Ich bin 34 Jahre alt und alleinerziehender Vater von dreijährigen Zwillingen, Bella und Lily. Ihre Mutter verließ uns, als sie noch ein paar Monate alt waren, und ließ mich allein zurück – mit Windeln, nächtlichen Fütterungen und allem dazwischen. Ich nahm einen Remote-IT-Job an, damit ich zu Hause bei den Mädchen sein konnte, und arbeitete immer dann, wenn sie schliefen oder in der Kita waren. Kaffee war meine Lebensader, und obwohl das Leben erschöpfend war, erinnerte ich mich jeden Tag daran, dass sie an erster Stelle kamen.

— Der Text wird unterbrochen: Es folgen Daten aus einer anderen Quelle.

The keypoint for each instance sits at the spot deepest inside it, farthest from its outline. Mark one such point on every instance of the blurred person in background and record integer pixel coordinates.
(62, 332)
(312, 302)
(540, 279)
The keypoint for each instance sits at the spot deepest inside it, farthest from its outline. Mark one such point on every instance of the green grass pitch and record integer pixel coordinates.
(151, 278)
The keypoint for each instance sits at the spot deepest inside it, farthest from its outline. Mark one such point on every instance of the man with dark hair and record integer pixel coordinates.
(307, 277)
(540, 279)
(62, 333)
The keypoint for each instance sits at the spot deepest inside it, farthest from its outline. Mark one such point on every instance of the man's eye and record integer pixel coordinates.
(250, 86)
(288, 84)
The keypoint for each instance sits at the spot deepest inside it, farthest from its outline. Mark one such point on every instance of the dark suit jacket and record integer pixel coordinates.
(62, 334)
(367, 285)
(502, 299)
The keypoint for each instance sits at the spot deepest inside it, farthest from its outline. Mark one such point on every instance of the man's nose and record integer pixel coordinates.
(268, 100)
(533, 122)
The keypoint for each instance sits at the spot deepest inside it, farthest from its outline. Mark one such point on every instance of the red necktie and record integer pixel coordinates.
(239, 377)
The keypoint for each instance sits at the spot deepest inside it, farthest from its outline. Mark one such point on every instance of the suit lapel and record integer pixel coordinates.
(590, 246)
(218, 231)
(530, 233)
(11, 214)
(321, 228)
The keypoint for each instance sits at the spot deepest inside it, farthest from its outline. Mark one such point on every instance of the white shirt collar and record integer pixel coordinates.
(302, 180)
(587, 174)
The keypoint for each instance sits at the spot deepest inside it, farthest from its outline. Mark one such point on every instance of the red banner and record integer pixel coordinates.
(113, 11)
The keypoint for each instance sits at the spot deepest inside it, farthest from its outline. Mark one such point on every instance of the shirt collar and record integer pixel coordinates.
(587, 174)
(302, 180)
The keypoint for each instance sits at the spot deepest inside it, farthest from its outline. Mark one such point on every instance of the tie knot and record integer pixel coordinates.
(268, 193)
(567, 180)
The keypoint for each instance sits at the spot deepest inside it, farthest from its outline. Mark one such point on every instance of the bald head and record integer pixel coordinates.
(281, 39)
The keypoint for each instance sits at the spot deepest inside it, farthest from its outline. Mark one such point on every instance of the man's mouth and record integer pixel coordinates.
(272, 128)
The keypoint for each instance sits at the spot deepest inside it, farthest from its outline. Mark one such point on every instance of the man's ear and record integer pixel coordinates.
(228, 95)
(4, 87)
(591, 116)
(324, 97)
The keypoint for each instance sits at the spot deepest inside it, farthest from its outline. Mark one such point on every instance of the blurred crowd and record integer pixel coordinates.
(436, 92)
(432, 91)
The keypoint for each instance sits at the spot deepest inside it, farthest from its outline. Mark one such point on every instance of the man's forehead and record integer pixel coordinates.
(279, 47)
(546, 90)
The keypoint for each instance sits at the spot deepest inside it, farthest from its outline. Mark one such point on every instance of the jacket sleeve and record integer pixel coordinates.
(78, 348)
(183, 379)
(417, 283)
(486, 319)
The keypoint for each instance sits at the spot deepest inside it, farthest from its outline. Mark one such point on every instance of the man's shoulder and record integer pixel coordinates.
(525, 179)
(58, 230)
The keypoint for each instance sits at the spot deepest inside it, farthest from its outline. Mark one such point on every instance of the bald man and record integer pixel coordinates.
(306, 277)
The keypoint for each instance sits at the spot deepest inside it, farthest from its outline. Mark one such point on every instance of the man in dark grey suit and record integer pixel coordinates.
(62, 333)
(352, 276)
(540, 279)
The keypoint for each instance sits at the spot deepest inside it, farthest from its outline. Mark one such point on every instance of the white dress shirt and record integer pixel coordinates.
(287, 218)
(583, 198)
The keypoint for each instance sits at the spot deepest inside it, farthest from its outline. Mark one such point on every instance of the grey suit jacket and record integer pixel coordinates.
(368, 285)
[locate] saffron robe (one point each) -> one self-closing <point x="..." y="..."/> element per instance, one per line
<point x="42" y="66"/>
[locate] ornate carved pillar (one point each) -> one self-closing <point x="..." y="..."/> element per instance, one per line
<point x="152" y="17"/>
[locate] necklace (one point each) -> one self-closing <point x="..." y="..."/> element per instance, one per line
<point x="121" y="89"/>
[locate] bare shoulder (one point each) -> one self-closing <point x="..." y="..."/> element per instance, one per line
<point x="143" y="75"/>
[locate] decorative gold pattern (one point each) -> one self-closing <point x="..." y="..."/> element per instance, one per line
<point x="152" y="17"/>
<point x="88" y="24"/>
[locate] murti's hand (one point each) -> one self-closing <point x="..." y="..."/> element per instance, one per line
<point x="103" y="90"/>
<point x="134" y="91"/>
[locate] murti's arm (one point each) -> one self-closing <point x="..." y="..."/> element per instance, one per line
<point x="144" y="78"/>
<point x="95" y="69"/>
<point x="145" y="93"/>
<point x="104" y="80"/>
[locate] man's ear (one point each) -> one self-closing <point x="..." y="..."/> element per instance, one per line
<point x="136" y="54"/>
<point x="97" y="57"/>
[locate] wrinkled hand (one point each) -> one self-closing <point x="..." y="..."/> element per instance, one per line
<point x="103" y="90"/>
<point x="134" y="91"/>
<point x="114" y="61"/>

In diesem Jahr schien plötzlich alles gleichzeitig zusammenzubrechen. Die Kita schloss, mein Gehalt wurde gekürzt, meine Mutter brauchte eine Operation, die sie sich nicht leisten konnte, die Miete stieg und unsere Waschmaschine ging kaputt. Tage lang wusch ich die Wäsche von Hand, bis meine Hände aufrissen und bluteten. Erschöpft machte ich mich schließlich auf den Weg zu einem Secondhand-Geräteladen, in der Hoffnung, etwas Bezahlbares zu finden, während die Zwillinge im Kinderwagen herumkletterten.

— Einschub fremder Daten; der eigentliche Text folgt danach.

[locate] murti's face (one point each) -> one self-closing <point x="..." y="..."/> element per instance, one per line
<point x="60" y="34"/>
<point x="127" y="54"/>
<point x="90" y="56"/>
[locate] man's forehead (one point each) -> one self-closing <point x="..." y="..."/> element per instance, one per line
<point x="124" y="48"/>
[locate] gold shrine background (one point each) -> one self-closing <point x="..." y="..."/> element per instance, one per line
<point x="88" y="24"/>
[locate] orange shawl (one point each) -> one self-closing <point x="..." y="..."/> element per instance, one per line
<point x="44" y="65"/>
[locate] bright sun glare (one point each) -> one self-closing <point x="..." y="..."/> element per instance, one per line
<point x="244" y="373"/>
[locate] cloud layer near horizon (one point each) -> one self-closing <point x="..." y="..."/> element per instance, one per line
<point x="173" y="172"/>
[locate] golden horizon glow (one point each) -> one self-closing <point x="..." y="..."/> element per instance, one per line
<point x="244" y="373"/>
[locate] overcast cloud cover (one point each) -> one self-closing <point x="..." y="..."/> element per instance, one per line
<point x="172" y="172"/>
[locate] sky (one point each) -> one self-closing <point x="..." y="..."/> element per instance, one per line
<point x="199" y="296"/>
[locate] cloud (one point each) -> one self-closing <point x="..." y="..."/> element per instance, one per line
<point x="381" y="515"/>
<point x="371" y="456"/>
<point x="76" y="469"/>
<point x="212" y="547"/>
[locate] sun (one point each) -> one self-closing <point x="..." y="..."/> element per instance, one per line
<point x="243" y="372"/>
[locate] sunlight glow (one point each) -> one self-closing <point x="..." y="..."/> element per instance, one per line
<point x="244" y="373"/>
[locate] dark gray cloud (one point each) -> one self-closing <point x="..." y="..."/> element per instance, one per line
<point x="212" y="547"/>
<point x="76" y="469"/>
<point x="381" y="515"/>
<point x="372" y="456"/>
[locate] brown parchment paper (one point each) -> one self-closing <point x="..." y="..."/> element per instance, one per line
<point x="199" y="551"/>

Im Laden näherte sich mir eine ältere Frau mit warmen Augen und einem freundlichen Lächeln. Sie bemerkte die Zwillinge, sprach ein paar aufmunternde Worte und schlug mir sogar eine bestimmte Waschmaschine vor. Ihre Freundlichkeit nahm einen Teil der Last von meinen Schultern. Ich kaufte die empfohlene, ramponierte Samsung-Waschmaschine – nur um zu entdecken, dass sich eine kleine Pappschachtel in der Trommel befand. Darin lag eine Notiz: „Für dich und deine Kinder. —M.“ Zusammen mit Schlüsseln und einer Adresse. Mir wurde klar, dass die Frau ein Geschenk arrangiert hatte, das unser Leben verändern konnte.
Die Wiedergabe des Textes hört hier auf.